Menanggapi tuntutan tersebut, salah satu kuasa hukum terdakwa, Aziz Yanuar menyakini jika Hakim Ketua Khadwanto tidak akan menjatuhkan vonis yang lebih ringan ketimbang tuntutan jaksa.
"Yakin. Insya Allah 1.000 persen yakin. Kami yakin Majelis Hakim adalah Hakim Hakim yang bijaksana yang adil yang mempunyai hati nurani serta berpegang teguh dalam penegakan hukum yang berkeadilan," kata Aziz usai sidang tuntutan di PN Jakarta Timur, Kamis (3/6).
Terlebih, kata Aziz, penggunaan pasal menyebarkan berita bohong sebagaimana Pasal 14 ayat (1) Undang-undang RI Nomor 1 Tahun 1946 tentang Peraturan Hukum Pidana Jo Pasal 55 ayat (1) ke-1 KUHPidana terkesan dijadikan sebagai alat politik.
"Yang menguatkan adalah penerapan pasal pasal ini tidak lepas dari unsur politik," ujar Aziz.
Oleh karena itu, Aziz menilai penggunaan pasal berita bohong untuk kepentingan politik sudah jadi rahasia umum. Dia mencontohkan seperti kasus Ratna Sarumpaet hingga Syahganda Nainggolan yang terjerat dengan pasal yang sama.
"Dengan penerapan itu bukan cuma saya, semua juga begitu. Saya hanya fokus kepada hukum. Tapi saya menjelaskan pasal yang untuk kebohongan Itu penerapannya terkait politik," ujarnya.

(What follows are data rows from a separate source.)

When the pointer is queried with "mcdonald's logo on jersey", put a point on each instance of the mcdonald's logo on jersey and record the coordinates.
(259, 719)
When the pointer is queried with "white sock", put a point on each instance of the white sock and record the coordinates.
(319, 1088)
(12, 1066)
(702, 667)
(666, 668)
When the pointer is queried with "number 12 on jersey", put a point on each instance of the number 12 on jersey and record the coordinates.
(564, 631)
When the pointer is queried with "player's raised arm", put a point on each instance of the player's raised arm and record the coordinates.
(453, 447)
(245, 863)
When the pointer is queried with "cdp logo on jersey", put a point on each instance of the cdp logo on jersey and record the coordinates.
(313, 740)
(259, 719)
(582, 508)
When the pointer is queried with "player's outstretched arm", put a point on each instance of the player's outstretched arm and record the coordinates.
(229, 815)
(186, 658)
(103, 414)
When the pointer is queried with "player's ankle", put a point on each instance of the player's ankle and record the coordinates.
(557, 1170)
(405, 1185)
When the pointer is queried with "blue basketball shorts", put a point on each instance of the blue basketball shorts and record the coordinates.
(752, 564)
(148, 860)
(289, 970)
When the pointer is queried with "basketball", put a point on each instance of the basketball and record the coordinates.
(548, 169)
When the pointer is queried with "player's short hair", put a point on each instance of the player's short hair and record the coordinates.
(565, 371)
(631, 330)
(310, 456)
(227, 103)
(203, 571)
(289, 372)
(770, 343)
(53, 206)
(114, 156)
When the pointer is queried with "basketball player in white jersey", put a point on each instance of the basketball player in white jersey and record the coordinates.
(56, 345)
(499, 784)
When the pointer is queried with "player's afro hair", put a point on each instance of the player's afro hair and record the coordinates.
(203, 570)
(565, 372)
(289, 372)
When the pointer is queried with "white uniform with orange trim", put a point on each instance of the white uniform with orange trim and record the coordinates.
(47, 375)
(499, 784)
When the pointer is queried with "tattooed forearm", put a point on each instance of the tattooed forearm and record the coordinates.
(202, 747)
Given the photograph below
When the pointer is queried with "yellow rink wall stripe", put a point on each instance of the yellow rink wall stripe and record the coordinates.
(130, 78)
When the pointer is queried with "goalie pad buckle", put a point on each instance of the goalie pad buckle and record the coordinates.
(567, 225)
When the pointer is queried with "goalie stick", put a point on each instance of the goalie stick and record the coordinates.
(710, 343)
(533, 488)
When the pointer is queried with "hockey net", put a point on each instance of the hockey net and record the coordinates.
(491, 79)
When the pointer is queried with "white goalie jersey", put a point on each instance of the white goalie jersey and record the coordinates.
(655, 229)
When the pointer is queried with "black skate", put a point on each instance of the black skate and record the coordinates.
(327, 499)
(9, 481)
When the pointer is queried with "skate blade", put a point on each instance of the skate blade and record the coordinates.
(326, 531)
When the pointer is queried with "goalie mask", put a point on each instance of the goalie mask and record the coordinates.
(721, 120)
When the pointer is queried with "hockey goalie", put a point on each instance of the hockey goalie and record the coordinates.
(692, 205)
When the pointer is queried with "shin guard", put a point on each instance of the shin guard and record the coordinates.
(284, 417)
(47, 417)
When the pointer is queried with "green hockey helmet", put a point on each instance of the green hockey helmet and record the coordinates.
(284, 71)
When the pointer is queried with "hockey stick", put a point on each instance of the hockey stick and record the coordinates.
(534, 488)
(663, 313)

Sebelumnya jaksa penuntut umum telah menuntut kepada terdakwa Rizieq Syihab dengan hukuman enam tahun penjara sedangkan menantunya Hanif Alatas dituntut selama dua tahun penjara.
Jaksa menilai tuntutan tersebut terbukti sebagaimana salah satu dakwaan pertama terkait penyebaran berita bohong atas hasil test swab Covid-19 di Rumah Sakit (RS) Ummi, Kota Bogor. Sebagaimana Pasal 14 ayat (1) Undang-undang RI Nomor 1 Tahun 1946 tentang Peraturan Hukum Pidana Jo Pasal 55 ayat (1) ke-1 KUHPidana.